Des dispositifs comme la Loi PACTE ont commencé à donner une forme de réponse à ces questions en proposant que toute entreprise doive exister en prenant en compte les enjeux sociaux et environnementaux. Des principes fondamentaux de notre droit, comme le principe de précaution, donnent une base solide pour définir les règles qui encadrent mieux les pratiques des entreprises à l’aune des défis écologiques, sociaux ou sanitaires. Des innovations juridiques comme le devoir de vigilance ont participé à ce mouvement. Mais il faut, semble-t-il que ce débat prenne une vraie consistance politique. Que l’on se demande sincèrement comment mettre les grandes entreprises face à leurs responsabilités.
Une priorité politique : remettre l’économie à sa place
Au fond, la crise écologique et sociale nous impose d’aborder ce qui constitue une sorte d’impensé dans nos sociétés où l’économie est reine : la question des frontières de la liberté économique. Jusqu’où peut-on accepter que l’économie passe avant tout le reste ? Quels sont les garde-fous qui encadrent les pratiques des entreprises ? Quelle est la gouvernance de l’entreprise ? Comment faire en sorte que la liberté d’entreprendre ne se fasse pas au détriment des biens communs ?

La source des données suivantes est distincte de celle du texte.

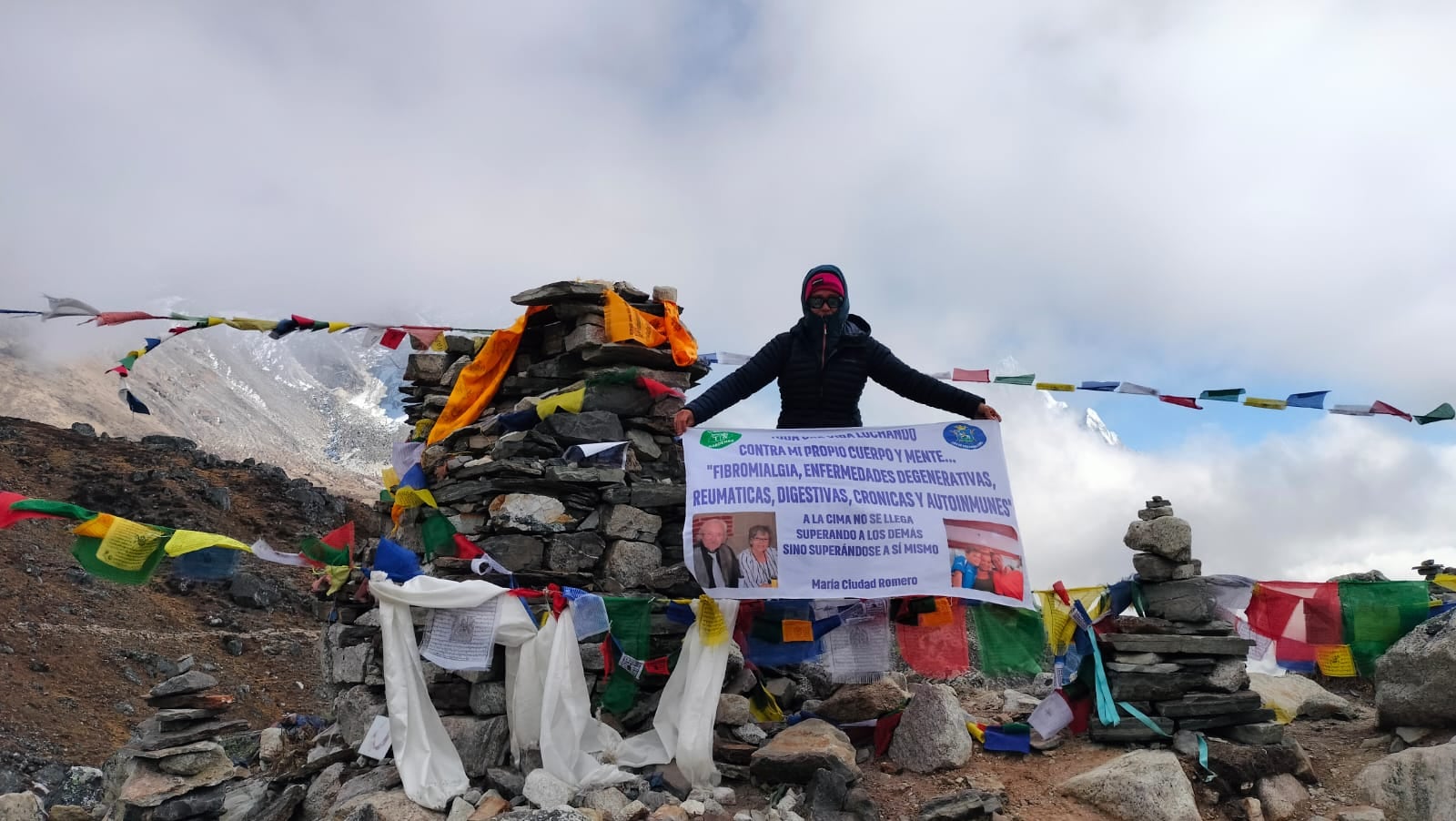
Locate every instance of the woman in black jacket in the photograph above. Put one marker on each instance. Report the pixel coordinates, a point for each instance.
(822, 366)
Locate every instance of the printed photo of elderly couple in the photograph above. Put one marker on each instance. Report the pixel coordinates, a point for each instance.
(734, 551)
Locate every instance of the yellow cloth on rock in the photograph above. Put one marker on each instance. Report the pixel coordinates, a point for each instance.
(480, 379)
(625, 322)
(188, 541)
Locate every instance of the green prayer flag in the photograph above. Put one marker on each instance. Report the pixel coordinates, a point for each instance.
(439, 536)
(47, 507)
(1023, 379)
(631, 622)
(1443, 413)
(1011, 639)
(1376, 614)
(85, 552)
(1223, 395)
(322, 553)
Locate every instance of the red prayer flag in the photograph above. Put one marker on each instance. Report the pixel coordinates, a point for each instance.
(392, 338)
(466, 549)
(1390, 410)
(939, 651)
(339, 539)
(9, 517)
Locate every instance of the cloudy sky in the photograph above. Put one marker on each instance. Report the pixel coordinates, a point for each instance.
(1186, 197)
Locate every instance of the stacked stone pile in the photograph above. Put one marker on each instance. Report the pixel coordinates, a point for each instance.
(175, 767)
(1178, 664)
(606, 527)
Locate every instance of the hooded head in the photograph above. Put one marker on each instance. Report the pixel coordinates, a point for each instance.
(822, 279)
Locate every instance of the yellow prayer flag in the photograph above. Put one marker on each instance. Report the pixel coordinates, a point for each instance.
(339, 575)
(95, 527)
(626, 323)
(570, 402)
(188, 541)
(252, 323)
(128, 544)
(1336, 661)
(1060, 628)
(412, 498)
(711, 624)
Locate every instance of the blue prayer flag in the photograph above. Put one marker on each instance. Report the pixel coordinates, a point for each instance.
(1309, 400)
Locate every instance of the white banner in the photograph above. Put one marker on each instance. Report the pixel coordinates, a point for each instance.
(864, 512)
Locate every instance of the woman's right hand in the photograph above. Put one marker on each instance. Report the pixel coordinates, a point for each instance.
(682, 421)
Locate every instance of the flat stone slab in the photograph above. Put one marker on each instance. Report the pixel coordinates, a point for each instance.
(1136, 686)
(189, 682)
(561, 291)
(1128, 731)
(1210, 704)
(1229, 719)
(1196, 645)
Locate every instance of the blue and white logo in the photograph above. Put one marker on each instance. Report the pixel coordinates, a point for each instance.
(965, 435)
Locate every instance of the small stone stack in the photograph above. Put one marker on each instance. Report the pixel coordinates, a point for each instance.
(175, 767)
(604, 527)
(1178, 664)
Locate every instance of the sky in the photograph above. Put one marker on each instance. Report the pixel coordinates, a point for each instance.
(1179, 196)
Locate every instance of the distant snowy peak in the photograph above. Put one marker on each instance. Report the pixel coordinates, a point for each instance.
(1098, 427)
(1091, 421)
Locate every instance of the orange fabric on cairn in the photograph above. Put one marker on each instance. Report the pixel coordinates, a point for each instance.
(480, 379)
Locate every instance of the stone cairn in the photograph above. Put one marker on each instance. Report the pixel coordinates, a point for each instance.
(615, 530)
(175, 767)
(1178, 664)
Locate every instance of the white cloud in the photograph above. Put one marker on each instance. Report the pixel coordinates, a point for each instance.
(1168, 191)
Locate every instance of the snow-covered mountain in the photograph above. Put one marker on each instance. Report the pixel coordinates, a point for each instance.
(318, 405)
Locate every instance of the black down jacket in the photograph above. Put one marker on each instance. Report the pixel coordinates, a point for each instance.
(823, 374)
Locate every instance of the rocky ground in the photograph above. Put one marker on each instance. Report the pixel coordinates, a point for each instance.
(76, 654)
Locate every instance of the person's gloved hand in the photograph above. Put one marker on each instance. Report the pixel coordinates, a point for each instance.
(684, 420)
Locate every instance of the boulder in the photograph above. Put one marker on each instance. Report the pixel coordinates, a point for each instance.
(1281, 796)
(354, 711)
(932, 731)
(633, 524)
(546, 791)
(1187, 600)
(864, 702)
(1293, 696)
(187, 683)
(1147, 785)
(529, 512)
(631, 563)
(322, 792)
(794, 755)
(733, 711)
(1412, 677)
(480, 741)
(1412, 785)
(21, 806)
(1168, 536)
(392, 806)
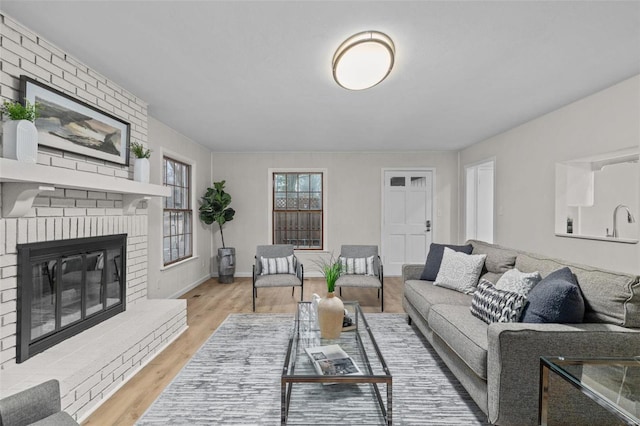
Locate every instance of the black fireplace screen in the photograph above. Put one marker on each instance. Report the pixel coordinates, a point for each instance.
(65, 287)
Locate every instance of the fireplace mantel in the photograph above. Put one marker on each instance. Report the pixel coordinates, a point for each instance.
(22, 182)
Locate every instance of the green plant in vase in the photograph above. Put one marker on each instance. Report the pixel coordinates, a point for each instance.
(330, 308)
(331, 270)
(20, 135)
(16, 111)
(139, 151)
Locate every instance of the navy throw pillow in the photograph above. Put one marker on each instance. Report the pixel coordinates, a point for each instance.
(434, 259)
(555, 299)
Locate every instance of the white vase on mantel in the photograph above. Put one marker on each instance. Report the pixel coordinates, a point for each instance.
(20, 141)
(141, 169)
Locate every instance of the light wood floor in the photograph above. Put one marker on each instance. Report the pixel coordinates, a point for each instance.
(207, 306)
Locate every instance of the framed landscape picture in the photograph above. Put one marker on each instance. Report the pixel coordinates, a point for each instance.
(72, 125)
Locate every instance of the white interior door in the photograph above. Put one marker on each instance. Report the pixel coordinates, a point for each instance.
(407, 220)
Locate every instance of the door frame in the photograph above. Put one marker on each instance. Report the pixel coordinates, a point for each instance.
(434, 207)
(463, 198)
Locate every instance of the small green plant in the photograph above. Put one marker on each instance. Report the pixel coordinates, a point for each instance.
(16, 111)
(139, 150)
(331, 270)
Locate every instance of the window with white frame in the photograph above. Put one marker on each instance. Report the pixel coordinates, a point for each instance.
(298, 209)
(177, 241)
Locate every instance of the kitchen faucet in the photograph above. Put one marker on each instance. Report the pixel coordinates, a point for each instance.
(630, 219)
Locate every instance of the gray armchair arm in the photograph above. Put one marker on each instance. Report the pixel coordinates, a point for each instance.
(411, 271)
(513, 361)
(299, 269)
(31, 405)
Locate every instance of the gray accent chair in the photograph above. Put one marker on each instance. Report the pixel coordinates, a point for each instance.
(276, 280)
(39, 405)
(363, 281)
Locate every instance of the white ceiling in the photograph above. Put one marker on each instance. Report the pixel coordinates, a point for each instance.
(256, 76)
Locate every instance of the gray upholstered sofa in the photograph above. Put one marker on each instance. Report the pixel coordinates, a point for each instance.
(498, 364)
(39, 405)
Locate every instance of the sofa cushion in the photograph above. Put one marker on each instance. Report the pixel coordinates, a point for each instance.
(460, 271)
(434, 259)
(423, 295)
(499, 259)
(555, 299)
(465, 334)
(610, 297)
(518, 282)
(493, 305)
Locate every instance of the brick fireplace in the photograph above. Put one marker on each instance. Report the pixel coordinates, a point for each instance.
(67, 196)
(66, 287)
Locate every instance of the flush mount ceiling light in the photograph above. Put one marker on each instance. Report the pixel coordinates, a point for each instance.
(363, 60)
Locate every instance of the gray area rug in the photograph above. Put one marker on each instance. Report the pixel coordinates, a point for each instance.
(234, 378)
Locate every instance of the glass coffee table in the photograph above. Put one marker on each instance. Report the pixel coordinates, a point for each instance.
(614, 383)
(355, 399)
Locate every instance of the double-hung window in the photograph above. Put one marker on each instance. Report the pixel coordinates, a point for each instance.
(177, 238)
(298, 209)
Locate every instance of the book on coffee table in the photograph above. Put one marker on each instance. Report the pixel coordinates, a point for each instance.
(332, 360)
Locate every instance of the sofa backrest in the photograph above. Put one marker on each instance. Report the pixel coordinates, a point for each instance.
(498, 261)
(610, 297)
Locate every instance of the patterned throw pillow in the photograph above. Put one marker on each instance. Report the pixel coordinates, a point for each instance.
(460, 271)
(357, 265)
(492, 305)
(518, 282)
(277, 265)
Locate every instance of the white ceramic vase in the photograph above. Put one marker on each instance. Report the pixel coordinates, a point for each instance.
(20, 141)
(141, 169)
(330, 316)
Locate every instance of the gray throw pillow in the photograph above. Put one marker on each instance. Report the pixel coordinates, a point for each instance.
(555, 299)
(460, 271)
(434, 259)
(493, 305)
(519, 282)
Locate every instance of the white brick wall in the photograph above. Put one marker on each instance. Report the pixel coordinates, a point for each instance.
(70, 213)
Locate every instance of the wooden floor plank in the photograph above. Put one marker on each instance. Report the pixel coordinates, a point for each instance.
(207, 307)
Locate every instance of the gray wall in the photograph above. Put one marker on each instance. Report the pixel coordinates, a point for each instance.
(178, 278)
(525, 173)
(354, 197)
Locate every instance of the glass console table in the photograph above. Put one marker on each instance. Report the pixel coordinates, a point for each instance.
(614, 383)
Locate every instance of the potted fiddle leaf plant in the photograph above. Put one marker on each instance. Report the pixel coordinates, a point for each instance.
(141, 167)
(330, 308)
(214, 207)
(20, 136)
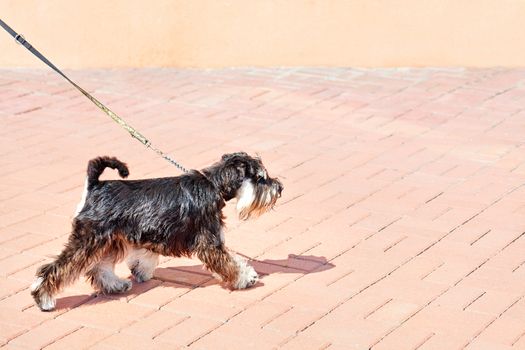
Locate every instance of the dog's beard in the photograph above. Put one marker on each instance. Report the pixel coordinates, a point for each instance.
(254, 200)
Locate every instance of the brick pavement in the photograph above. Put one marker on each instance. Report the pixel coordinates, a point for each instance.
(401, 224)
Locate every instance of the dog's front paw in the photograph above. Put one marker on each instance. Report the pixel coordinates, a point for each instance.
(117, 286)
(247, 276)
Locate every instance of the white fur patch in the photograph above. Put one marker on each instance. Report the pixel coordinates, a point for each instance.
(108, 282)
(80, 205)
(47, 302)
(143, 262)
(247, 275)
(245, 196)
(36, 283)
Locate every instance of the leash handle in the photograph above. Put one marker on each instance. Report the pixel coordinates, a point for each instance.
(132, 131)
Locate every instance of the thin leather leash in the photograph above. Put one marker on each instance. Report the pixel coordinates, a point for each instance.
(133, 132)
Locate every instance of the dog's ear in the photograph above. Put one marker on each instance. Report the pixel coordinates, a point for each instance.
(230, 156)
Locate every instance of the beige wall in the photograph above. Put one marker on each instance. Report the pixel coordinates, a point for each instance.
(215, 33)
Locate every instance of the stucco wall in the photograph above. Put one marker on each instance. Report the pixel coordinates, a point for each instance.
(215, 33)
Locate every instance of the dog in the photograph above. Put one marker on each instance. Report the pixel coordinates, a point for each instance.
(138, 220)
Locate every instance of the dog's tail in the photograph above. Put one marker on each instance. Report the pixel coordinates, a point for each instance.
(96, 167)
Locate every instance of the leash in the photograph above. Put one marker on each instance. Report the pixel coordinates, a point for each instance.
(133, 132)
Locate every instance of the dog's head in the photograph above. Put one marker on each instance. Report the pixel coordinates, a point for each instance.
(241, 176)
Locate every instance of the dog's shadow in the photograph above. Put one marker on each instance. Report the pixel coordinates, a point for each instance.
(298, 264)
(196, 276)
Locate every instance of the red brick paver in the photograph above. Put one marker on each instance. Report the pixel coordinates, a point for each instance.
(401, 226)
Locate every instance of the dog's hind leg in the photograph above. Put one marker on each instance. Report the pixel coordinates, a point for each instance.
(142, 263)
(102, 277)
(231, 269)
(102, 274)
(81, 251)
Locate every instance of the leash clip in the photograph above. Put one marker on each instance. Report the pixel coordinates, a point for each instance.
(20, 39)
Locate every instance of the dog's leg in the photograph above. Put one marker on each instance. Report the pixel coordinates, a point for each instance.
(102, 277)
(142, 263)
(231, 269)
(82, 250)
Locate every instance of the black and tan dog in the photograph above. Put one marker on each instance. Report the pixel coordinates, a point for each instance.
(140, 219)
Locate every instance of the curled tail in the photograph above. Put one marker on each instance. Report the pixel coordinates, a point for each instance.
(96, 167)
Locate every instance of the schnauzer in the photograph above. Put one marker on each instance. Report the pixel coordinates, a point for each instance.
(172, 216)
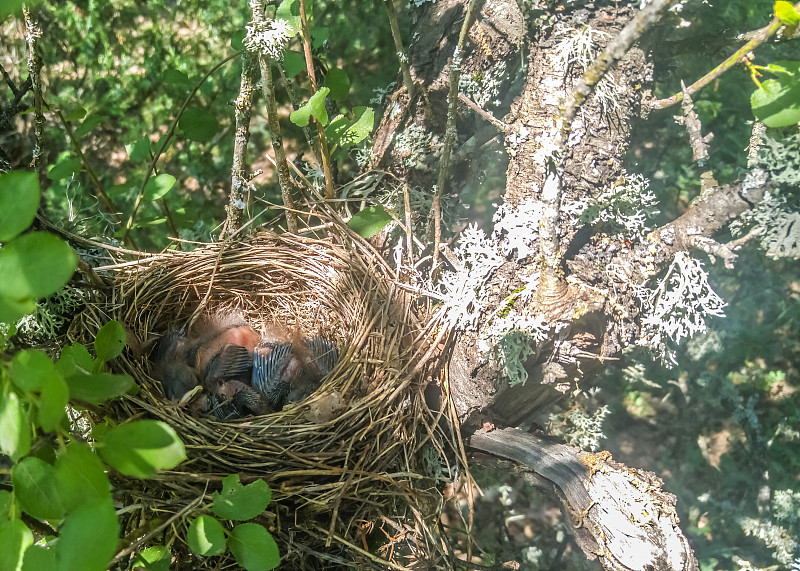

Aujourd’hui, il semble urgent pour nos sociétés de s’emparer de toutes ces questions, et de leur donner une réponse à la mesure des enjeux immenses qui se dressent devant elles avec la crise sanitaire, sociale et écologique globale. Il s’agira alors de définir un modèle d’entreprise souhaitable sur le plan collectif et des règles communes en matière de participation à la transition écologique, de contribution fiscale ou de partage de la valeur. C’est ça, faire le procès des grandes entreprises : remettre en cause un statu quo que l’on sait aujourd’hui destructeur pour les écosystèmes comme pour les systèmes sociaux. Inventer autre chose. Un modèle plus juste, plus écologique, plus solidaire.
Mais le défi sera aussi de faire en sorte que les entreprises, et en particulier les grandes, se soumettent à ce projet collectif et à ces règles. Et c’est certainement là que se situe l’obstacle le plus grand à franchir, car il faudra affirmer que les entreprises ne sont qu’un acteur parmi tous ceux qui constituent le corps social, et qu’on ne leur doit aucun privilège, aucune exception. Dans des sociétés qui sont aujourd’hui entièrement régies par les logiques économiques, ce renversement, qui consiste à remettre l’économie au service de la société et non l’inverse, sera très certainement une bataille culturelle. Et une bataille culturelle d’autant plus difficile qu’il faudra affronter ce qui est peut-être la forme la plus insidieuse de séparatisme : celui des grandes entreprises.